1972, Random House
'There are few areas on the planet where the pendulum of
history have swung more wildly than in Hawaii,' writes Francine
du Plessix Gray. 'In the two decades following the end of World
War II, Hawaii was transformed from an oppressed and semi-feudal
society to a progressive state which boasts the greatest racial
equality, some of the highest union wages, and the most liberal
legislature of any state in the union.' Yet America's island
estate remains in turbulent transition. With it's economy perilously
dependant on a giant military establishment, it's financial
future in the hands of a tiny group of freewheeling conglomerates,
it's commercial life strongly influenced by a vigorous Chinese-American
minority, it's political affairs in part dominated by Americans
of Japanese ancestry, and it's native Hawaiians aroused to a
new, self-conscious nationalism, Hawaii is the most fascinating,
complex, nd unpredictable of American states. Mrs. Gray's portrait
of Hawaii provides the mainlander as well as the islander with
an invaluable insight into the past, present, and future of
our fiftieth state - a view of Hawaii that picks up, according
to James Michener, where his novel "Hawaii" leaves
off.
"Three cheers for Francine Gray! Her book picks up where
my novel Hawaii ended. But it does more than that. With
a sharp ear for actual dialogue, with a devestating wit, and
with a keen sense of social and political developments, Mrs.

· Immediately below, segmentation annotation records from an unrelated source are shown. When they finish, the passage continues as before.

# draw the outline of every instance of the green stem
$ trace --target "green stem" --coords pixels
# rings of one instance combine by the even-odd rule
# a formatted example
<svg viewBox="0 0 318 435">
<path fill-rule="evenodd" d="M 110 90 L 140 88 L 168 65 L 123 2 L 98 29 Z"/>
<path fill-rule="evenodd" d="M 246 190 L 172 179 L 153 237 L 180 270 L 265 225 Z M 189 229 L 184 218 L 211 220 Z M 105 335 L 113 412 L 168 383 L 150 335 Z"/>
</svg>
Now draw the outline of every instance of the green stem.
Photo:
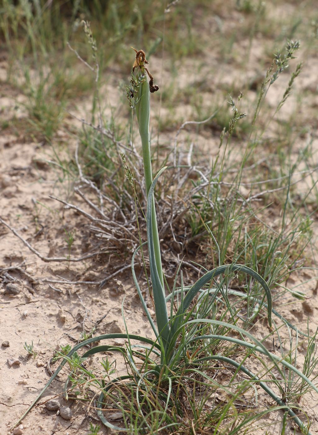
<svg viewBox="0 0 318 435">
<path fill-rule="evenodd" d="M 146 74 L 145 71 L 144 74 Z M 150 90 L 147 76 L 143 83 L 139 87 L 138 98 L 139 100 L 136 107 L 136 114 L 139 126 L 139 133 L 141 138 L 142 145 L 143 158 L 144 160 L 144 172 L 146 190 L 147 196 L 149 191 L 150 186 L 152 183 L 152 171 L 151 170 L 151 158 L 150 153 L 150 133 L 149 132 L 149 123 L 150 122 Z M 154 247 L 154 254 L 156 259 L 158 274 L 160 281 L 163 287 L 164 284 L 164 275 L 161 264 L 161 256 L 160 252 L 158 226 L 157 223 L 156 208 L 154 204 L 154 198 L 153 196 L 151 202 L 151 219 L 152 223 L 152 237 Z"/>
</svg>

Gray has summarized recent happenings in our fiftieth state.
She is a furious champion of the native-born Hawaiians and does
for them what earlier writers have done for the American Negro,
the Chicano, and the Indian. In doing so, she takes wide swipes
at the military who occupy the island, the Japanese who run
it politically, the Chinese who seem about to run it economically,
and the missionary descendants who really run it. I am glad
that she wrote this book. The citizens of Hawaii will be so
busy discussing it that I can slip back home unnoticed."